Well, last night on our bed little Billa peed and pooped. Should we have provided a litter tray for accidents such as this? Should we always be prepared for these events? He has never peed during socializing before which is why I was partially shocked. How do we teach him that peeing not in his litter box/wheel/cage is bad? Or do we just let him go with it? For the most part he is litter trained. When he is in his cage he only goes on his wheel or on the paper towel under his wheel and like I said, he has never peed outside of his cage before.

I just didn't really know how to handle the situation in terms of handling my hedgie (I obviously knew how to handle it with the bed, lol). Are there signs when he is going to urinate? Our bedding is dark and he was obviously staying still-ish to pee but I thought maybe he was having "boy time" so I thought it would be best to leave him alone. Only after when he moved did I see the wet spot. I really like having him on our bed with us. It is more comfortable for my boyfriend and I (rather than being on the hard floor) and our bedroom provides dimmer lighting that our living room (Billa absolutely HATES any source of light and will stop at nothing to hide when the lights are on). Should we give up having him on our bed with us? We aren't going to have bonding time there for a while to see if it was a one time only thing or if he is going to make a habit of it. 

Any advice or input would be appreciated.


----------



## smhufflepuff (Aug 28, 2008)

Hee hee... My thought is just to keep hedgie off the bed.

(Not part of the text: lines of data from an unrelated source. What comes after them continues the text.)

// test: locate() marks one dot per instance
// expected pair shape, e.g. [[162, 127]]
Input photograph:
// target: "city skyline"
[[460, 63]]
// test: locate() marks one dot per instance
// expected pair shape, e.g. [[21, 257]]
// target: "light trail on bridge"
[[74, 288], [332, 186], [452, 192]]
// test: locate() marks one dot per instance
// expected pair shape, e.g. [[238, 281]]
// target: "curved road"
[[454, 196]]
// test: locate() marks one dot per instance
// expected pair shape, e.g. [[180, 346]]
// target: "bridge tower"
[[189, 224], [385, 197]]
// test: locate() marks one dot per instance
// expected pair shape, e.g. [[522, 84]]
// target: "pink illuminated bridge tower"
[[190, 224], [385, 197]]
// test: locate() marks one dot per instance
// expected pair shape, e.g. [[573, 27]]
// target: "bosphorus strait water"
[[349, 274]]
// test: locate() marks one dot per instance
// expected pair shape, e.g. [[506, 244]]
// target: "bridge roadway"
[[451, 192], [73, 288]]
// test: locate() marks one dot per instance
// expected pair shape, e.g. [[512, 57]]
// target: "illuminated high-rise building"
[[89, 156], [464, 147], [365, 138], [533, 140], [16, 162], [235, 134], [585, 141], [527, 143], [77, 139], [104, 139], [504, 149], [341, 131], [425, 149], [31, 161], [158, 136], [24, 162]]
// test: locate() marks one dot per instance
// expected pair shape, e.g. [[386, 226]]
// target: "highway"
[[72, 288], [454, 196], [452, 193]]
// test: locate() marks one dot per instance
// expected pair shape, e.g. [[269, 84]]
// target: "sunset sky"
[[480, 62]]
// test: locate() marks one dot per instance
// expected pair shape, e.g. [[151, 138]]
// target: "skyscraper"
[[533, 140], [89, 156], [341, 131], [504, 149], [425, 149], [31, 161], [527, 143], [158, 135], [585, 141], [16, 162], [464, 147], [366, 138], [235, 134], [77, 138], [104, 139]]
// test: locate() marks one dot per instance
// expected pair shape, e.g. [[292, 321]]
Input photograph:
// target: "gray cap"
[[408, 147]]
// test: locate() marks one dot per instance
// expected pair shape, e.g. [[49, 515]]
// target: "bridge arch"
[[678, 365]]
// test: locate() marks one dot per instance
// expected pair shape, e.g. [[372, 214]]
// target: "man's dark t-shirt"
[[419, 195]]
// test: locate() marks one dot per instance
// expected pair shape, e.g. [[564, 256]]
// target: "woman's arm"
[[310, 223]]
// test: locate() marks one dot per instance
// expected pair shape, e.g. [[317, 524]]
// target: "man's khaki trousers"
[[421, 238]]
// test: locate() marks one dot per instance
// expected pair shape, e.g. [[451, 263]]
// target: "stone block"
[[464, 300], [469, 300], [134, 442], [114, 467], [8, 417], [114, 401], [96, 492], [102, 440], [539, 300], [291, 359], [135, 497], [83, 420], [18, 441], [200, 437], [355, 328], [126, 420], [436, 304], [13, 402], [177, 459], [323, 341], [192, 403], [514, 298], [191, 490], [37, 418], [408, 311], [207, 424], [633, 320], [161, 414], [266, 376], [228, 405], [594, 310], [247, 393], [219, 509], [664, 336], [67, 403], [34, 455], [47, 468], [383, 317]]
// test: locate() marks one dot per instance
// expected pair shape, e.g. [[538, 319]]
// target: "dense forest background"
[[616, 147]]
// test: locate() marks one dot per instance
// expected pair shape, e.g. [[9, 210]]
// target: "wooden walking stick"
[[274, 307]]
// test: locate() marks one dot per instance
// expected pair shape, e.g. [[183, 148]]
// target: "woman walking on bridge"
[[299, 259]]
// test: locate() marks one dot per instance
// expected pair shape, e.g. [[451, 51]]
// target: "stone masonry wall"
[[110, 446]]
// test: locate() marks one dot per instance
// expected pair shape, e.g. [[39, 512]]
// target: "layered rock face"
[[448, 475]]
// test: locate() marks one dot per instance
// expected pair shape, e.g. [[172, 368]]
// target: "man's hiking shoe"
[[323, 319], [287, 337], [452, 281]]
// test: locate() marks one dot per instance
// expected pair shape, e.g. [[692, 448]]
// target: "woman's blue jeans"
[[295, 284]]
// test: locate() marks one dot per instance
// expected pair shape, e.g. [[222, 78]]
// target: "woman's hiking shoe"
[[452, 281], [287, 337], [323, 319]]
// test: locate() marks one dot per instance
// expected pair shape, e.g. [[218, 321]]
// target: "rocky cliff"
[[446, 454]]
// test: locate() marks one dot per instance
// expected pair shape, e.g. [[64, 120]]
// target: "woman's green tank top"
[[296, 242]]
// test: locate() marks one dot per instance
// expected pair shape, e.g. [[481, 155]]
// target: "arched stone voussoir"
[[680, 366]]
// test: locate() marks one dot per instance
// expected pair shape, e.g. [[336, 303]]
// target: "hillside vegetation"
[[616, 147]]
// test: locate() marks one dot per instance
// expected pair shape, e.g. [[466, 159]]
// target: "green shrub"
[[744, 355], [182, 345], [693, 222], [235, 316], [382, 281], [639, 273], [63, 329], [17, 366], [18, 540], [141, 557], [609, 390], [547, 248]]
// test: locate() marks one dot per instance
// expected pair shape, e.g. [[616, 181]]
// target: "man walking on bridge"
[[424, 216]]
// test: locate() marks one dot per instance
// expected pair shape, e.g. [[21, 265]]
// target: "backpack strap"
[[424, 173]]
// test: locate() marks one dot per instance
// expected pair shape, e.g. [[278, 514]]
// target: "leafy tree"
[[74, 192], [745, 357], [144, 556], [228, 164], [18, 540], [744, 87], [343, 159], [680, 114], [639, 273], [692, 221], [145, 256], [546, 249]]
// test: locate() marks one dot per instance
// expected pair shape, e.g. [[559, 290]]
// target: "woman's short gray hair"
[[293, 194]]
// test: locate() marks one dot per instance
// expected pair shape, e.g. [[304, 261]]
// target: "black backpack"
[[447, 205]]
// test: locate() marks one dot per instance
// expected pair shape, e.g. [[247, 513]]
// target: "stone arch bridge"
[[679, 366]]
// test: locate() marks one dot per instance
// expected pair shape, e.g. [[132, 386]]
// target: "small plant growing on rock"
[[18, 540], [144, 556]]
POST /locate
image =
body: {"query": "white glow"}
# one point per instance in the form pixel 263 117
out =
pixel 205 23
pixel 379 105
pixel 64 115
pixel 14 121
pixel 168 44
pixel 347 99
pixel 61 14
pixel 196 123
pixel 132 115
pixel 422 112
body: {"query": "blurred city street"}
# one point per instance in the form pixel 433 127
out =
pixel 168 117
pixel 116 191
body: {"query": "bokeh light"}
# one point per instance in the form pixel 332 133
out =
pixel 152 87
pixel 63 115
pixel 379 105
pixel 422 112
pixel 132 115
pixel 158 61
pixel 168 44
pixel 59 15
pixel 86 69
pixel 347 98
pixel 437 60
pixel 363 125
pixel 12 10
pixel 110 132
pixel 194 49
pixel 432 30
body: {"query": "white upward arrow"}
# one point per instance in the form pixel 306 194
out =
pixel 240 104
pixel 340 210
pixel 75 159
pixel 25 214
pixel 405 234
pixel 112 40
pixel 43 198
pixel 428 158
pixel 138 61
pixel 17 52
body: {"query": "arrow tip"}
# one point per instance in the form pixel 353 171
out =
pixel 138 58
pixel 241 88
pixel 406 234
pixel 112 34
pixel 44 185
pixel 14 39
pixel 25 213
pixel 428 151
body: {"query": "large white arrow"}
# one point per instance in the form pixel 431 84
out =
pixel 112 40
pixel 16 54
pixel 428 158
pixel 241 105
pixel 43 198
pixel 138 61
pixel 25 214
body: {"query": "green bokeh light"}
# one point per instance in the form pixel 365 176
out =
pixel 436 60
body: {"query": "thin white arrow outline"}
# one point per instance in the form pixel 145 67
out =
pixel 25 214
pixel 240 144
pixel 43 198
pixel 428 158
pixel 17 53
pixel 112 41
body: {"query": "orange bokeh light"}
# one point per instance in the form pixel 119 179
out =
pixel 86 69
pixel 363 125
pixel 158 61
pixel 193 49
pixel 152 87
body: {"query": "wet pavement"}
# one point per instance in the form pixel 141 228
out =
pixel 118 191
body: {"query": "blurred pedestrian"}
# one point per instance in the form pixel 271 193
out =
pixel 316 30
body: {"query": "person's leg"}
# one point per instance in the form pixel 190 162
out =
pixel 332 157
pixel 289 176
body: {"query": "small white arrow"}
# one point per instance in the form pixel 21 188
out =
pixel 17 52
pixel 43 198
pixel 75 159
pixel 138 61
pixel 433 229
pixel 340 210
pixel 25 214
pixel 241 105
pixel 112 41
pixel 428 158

Yes, there are signs... lifting the tail. But you won't always be fast enough to do anything about it when you see it go up. 

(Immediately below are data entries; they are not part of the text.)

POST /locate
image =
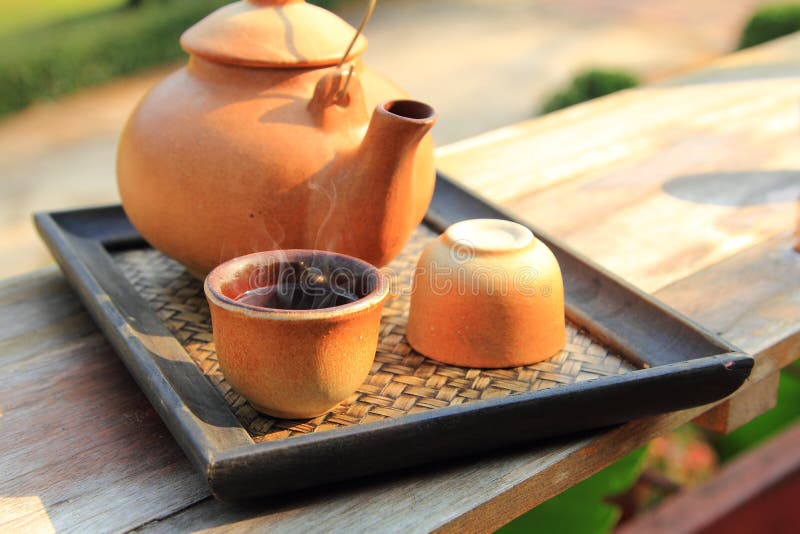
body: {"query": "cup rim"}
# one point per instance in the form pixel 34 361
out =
pixel 214 280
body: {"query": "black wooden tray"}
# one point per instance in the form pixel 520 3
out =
pixel 628 356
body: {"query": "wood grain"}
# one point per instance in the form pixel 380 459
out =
pixel 635 179
pixel 82 448
pixel 757 492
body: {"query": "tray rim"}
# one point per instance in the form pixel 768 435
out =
pixel 235 466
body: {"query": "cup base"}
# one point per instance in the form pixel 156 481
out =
pixel 281 414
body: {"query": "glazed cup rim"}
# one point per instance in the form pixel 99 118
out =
pixel 225 270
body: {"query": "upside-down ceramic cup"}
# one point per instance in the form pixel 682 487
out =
pixel 487 293
pixel 295 330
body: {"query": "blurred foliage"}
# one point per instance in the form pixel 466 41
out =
pixel 770 22
pixel 64 56
pixel 588 85
pixel 17 16
pixel 786 412
pixel 683 456
pixel 587 507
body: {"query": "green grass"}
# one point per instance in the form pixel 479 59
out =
pixel 770 22
pixel 587 85
pixel 58 59
pixel 92 48
pixel 18 16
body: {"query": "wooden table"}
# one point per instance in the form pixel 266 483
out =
pixel 686 188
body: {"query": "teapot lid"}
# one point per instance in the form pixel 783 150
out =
pixel 272 33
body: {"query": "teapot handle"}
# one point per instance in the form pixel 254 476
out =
pixel 334 92
pixel 338 96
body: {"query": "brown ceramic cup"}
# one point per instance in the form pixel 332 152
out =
pixel 487 293
pixel 295 330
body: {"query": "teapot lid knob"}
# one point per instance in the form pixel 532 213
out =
pixel 273 33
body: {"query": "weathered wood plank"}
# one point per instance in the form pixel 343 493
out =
pixel 82 450
pixel 751 294
pixel 654 183
pixel 750 401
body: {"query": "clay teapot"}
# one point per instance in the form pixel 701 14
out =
pixel 269 138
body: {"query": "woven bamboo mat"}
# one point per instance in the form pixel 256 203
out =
pixel 401 380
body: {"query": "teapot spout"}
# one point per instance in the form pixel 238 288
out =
pixel 386 186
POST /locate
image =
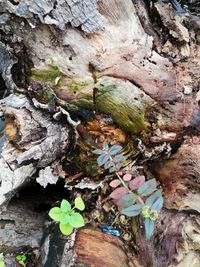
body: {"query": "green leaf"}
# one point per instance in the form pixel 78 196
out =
pixel 79 204
pixel 126 201
pixel 115 149
pixel 158 204
pixel 147 188
pixel 118 158
pixel 133 210
pixel 118 193
pixel 64 218
pixel 55 214
pixel 65 206
pixel 108 165
pixel 101 160
pixel 153 198
pixel 76 220
pixel 2 260
pixel 66 229
pixel 149 228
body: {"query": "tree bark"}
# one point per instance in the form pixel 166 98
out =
pixel 80 72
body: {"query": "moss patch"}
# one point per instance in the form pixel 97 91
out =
pixel 124 102
pixel 49 75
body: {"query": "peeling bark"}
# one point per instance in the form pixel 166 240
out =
pixel 108 70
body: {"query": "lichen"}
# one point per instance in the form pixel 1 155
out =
pixel 51 75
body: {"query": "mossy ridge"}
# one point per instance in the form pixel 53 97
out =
pixel 48 75
pixel 123 102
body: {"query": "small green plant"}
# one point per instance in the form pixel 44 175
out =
pixel 67 217
pixel 2 260
pixel 133 196
pixel 21 258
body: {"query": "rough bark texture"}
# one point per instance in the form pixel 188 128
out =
pixel 108 70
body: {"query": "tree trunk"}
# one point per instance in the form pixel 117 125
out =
pixel 76 73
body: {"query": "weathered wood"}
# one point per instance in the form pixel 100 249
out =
pixel 103 60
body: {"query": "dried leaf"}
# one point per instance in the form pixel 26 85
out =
pixel 152 199
pixel 102 159
pixel 126 201
pixel 98 151
pixel 118 193
pixel 108 165
pixel 127 177
pixel 133 210
pixel 137 182
pixel 118 158
pixel 147 188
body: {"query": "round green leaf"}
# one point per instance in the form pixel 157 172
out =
pixel 66 229
pixel 64 218
pixel 65 205
pixel 76 220
pixel 55 214
pixel 79 204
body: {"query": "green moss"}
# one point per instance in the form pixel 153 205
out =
pixel 48 75
pixel 122 101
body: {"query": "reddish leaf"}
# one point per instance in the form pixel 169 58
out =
pixel 115 183
pixel 137 182
pixel 126 201
pixel 127 177
pixel 147 188
pixel 118 193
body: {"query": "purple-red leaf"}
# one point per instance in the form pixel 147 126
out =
pixel 149 227
pixel 147 188
pixel 137 182
pixel 133 210
pixel 118 193
pixel 115 183
pixel 127 177
pixel 126 201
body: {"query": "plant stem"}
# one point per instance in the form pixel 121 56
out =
pixel 140 200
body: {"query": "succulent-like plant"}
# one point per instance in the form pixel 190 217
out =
pixel 67 217
pixel 21 258
pixel 133 196
pixel 2 260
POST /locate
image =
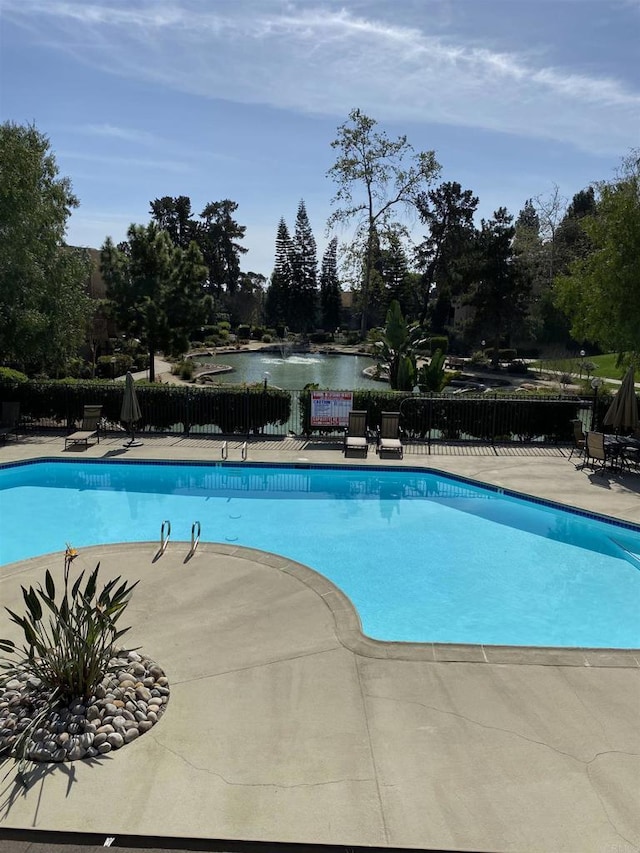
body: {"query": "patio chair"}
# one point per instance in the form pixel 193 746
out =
pixel 89 428
pixel 596 451
pixel 9 419
pixel 579 438
pixel 389 434
pixel 355 437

If you really want hedgie on your bed, you could get one of those baby changing sheets that doesn't let urine soak through and put that down first.


----------



## Nancy (Aug 22, 2008)

I'd continue to use the bed but put an old blanket or comforter down first so if there are accidents it's no big deal. Try putting his litter box out with you. 

Often when they have to go they will get wiggly and squirmy if you are holding them. When running around, watch for the tail to go up and usually they will slightly spread their back legs. 

It may be a one time or occasional thing but it's best to always be prepared.


----------



## hedgielover (Oct 30, 2008)

Quigley is the same he only very occasionally goes outside the cage and rarely when being held. He is more likely to relieve himself out side the cage, at night and especially if he's been away from his cage for longer than a few hours.


----------